Curatore Fallimentare

Nominato curatore per Argo, Libra e Fidelio srl


La situazione attuale descritta dalla sentenza

Dopo la sentenza del presidente Anna Fortieri e dei giudici a latere Domenica Capazzera e Luigina Tiziana Marganella questa è la situazione. Tre società che lavoravano anche per l’ambito imprenditoriale Toto Spa, tutte e tre con sede in via Fosso Calabrese di Manoppello al confine con il Comune di Chieti.
In qualche modo il loro insuccesso nel campo degli investimenti e della gestione sicuramente è da ricongiungere, quantomeno parzialmente, ai tempi difficili che la crisi economica in atto e i suoi riflessi sono comunque devastanti per il modo imprenditoriale e occupazionale.
In toto si tratta di oltre 40 i posti di lavoro persi ed altrettante famiglie si trovano, come quelle delle ormai migliaia di lavoratori di aziende che hanno chiuso i battenti in Val Pescara, in grave disagio per tirare avanti.

Il tentativo della strada del concordato preventivo liquidatorio

Fra le tre quella con un montante più rilevante di massa debitoria è sicuramente la Libra, azienda detentrice di macchine operatrici per l'edilizia con circa 30 dipendenti e con un contratto attivo di affitto delle stesse proprio con la Toto spa, che chiude con un disavanzo di circa 8 milioni di euro.

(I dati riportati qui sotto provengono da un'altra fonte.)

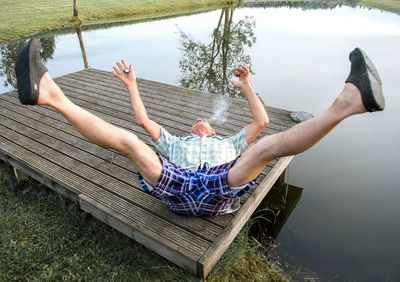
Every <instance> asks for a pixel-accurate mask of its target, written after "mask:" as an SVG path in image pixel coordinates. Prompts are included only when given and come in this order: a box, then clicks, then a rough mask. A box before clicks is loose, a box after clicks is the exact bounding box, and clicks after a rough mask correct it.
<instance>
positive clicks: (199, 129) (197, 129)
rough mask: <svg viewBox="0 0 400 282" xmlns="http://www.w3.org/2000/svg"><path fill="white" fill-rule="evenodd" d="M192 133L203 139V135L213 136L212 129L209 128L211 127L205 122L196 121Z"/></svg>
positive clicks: (214, 134) (206, 122) (212, 128)
mask: <svg viewBox="0 0 400 282" xmlns="http://www.w3.org/2000/svg"><path fill="white" fill-rule="evenodd" d="M192 133H193V134H197V135H199V136H200V137H203V136H205V135H215V131H214V129H213V128H212V127H211V125H210V124H209V123H208V122H206V121H205V120H201V119H199V118H198V119H197V120H196V122H195V124H193V126H192Z"/></svg>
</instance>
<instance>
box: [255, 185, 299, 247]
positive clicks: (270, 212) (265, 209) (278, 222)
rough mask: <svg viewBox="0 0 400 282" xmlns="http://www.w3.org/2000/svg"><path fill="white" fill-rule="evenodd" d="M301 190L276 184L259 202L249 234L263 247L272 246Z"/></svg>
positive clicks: (294, 204) (293, 209)
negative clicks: (272, 244)
mask: <svg viewBox="0 0 400 282" xmlns="http://www.w3.org/2000/svg"><path fill="white" fill-rule="evenodd" d="M302 192H303V188H299V187H296V186H293V185H289V184H286V183H277V184H275V185H274V186H273V187H272V188H271V190H270V191H269V192H268V194H267V196H266V197H265V198H264V200H263V201H262V202H261V204H260V206H259V207H258V208H257V210H256V212H255V213H254V214H253V216H252V219H253V220H254V223H253V224H252V226H251V228H250V233H251V235H252V236H253V237H255V238H256V239H257V240H258V241H259V242H260V243H261V244H262V245H263V246H267V247H268V246H270V245H272V243H273V241H274V240H275V239H276V238H277V236H278V234H279V232H280V231H281V230H282V227H283V226H284V225H285V223H286V221H287V220H288V218H289V216H290V215H291V214H292V212H293V210H294V208H295V207H296V205H297V203H298V201H299V200H300V198H301V195H302Z"/></svg>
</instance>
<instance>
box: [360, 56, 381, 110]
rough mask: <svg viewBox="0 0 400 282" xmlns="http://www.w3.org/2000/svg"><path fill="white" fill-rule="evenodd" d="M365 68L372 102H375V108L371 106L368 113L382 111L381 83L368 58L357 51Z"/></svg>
mask: <svg viewBox="0 0 400 282" xmlns="http://www.w3.org/2000/svg"><path fill="white" fill-rule="evenodd" d="M359 50H360V52H361V54H362V56H363V58H364V61H365V66H366V71H367V75H368V79H369V83H370V85H371V92H372V96H373V100H374V102H375V106H373V107H372V108H371V109H370V111H382V110H384V109H385V97H384V96H383V92H382V81H381V78H380V77H379V73H378V71H377V69H376V68H375V66H374V64H373V63H372V61H371V60H370V58H369V57H368V56H367V54H365V52H364V51H363V50H361V49H359Z"/></svg>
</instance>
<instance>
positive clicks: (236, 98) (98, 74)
mask: <svg viewBox="0 0 400 282" xmlns="http://www.w3.org/2000/svg"><path fill="white" fill-rule="evenodd" d="M74 74H79V75H80V74H82V75H83V76H85V75H89V74H90V75H93V74H98V75H100V76H101V77H103V78H105V79H107V78H109V79H114V83H113V85H115V86H119V87H121V86H122V84H121V83H119V84H116V83H115V81H118V79H116V78H115V77H114V76H113V75H112V74H111V72H106V71H103V70H98V69H88V70H87V71H82V72H77V73H74ZM137 81H138V84H143V85H146V89H157V90H160V89H161V90H163V91H161V93H162V92H166V93H170V94H177V93H178V95H184V96H186V97H190V99H195V101H196V102H197V101H200V102H204V101H207V100H209V99H204V98H212V97H213V96H215V95H217V96H218V94H212V93H206V92H201V91H198V90H193V89H188V88H183V87H179V86H175V85H170V84H165V83H162V82H155V81H151V80H147V79H142V78H138V79H137ZM115 86H114V87H115ZM122 87H123V86H122ZM168 90H171V91H168ZM192 101H193V100H192ZM229 102H230V105H231V106H232V110H239V111H241V110H242V109H243V106H245V105H247V103H246V101H245V100H244V99H238V98H231V97H230V98H229ZM266 108H267V110H268V111H269V112H271V113H275V114H277V115H282V117H281V118H282V119H283V120H287V121H289V122H293V121H292V120H291V119H290V117H289V116H288V114H289V113H290V111H288V110H284V109H279V108H275V107H269V106H267V107H266Z"/></svg>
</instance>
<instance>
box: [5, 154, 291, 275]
mask: <svg viewBox="0 0 400 282" xmlns="http://www.w3.org/2000/svg"><path fill="white" fill-rule="evenodd" d="M11 174H12V173H10V169H9V167H8V166H7V165H5V164H4V163H1V161H0V281H12V280H24V281H25V280H27V281H59V280H67V281H70V280H72V281H81V280H91V281H127V280H129V281H141V280H144V281H165V280H169V281H199V279H198V278H196V277H194V276H192V275H190V274H189V273H187V272H186V271H184V270H182V269H180V268H179V267H177V266H175V265H174V264H173V263H171V262H169V261H167V260H165V259H163V258H162V257H160V256H158V255H157V254H155V253H153V252H152V251H150V250H148V249H146V248H144V247H143V246H141V245H140V244H137V243H135V242H134V241H133V240H132V239H129V238H128V237H126V236H125V235H123V234H121V233H119V232H118V231H115V230H113V229H112V228H110V227H109V226H107V225H105V224H103V223H102V222H100V221H98V220H97V219H95V218H93V217H91V216H90V215H88V214H86V213H84V212H82V211H80V210H79V208H78V207H77V206H76V205H75V204H74V203H72V202H71V201H68V200H65V199H64V198H61V197H60V196H58V195H57V194H56V193H54V192H52V191H51V190H50V189H48V188H46V187H44V186H43V185H40V184H39V183H37V182H35V181H34V180H32V179H29V178H26V179H25V180H22V181H19V182H17V181H15V180H12V177H10V175H11ZM248 230H249V225H247V226H246V227H245V228H244V229H243V230H242V231H241V232H240V233H239V235H238V236H237V238H236V239H235V241H234V242H233V243H232V244H231V246H230V247H229V248H228V250H227V251H226V252H225V254H224V256H223V257H222V258H221V260H220V261H219V262H218V264H217V265H216V267H215V268H214V270H213V271H212V272H211V274H210V275H209V277H208V278H207V281H249V280H251V281H287V279H286V278H285V277H284V276H283V275H282V274H281V273H280V271H279V269H278V268H277V267H276V265H275V264H274V263H271V262H269V261H268V260H266V259H265V258H264V255H263V253H262V252H261V251H260V249H259V248H258V247H257V245H256V244H255V243H254V240H252V239H251V238H250V237H249V235H248Z"/></svg>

Si era tentato anche la strada del concordato preventivo liquidatorio, ma l’ammontare dei debiti era tale da non permettere la ricerca di soluzioni alternative.

La nomina del curatore fallimentare Sergio Cosentino

Nella dichiarazione di fallimento il presidente Fortieri ha nominato come curatore fallimentare il commercialista Sergio Cosentino fissando al 19 febbraio 2015 lo svolgimento dell'esame dello stato passivo che si terrà davanti al giudice delegato. Lo stesso curatore è stato nominato anche per i procedimenti della Argo e della Fidelio. La Argo, con circa 10 dipendenti, operativa nel settore della distribuzione dei carburanti, detentrice della stazione Agip situata all'uscita autostradale di Città Sant'Angelo, aveva accumulato un passivo di circa 30 mila euro che via via non è riuscita a recuperare e l’unica soluzione è stata quella di chiudere, limitando i danni il più possibile.
Si occuperà il curatore fallimentare di gestire le richieste di ammissione al passivo dei crediti o di restituzione e rivendicazione dei beni mobili ed immobili.

Come si è giunti al fallimento della Fidelio

La Fidelio, che ha operato in campo commerciale per il settore edilizio è arrivata al fallimento dopo un procedimento di concordato preventivo ed è stata dichiarata fallibile perché in stato di insolvenza avendo una esposizione debitoria di circa 300mila euro, nonostante vantasse crediti per 400mila euro, ridotti a circa 115 dichiarati però di difficile esigibilità. Si tratta di tre aziende che si chiudono nell'universo lavorativo della Val Pescara senza possibilità di appello.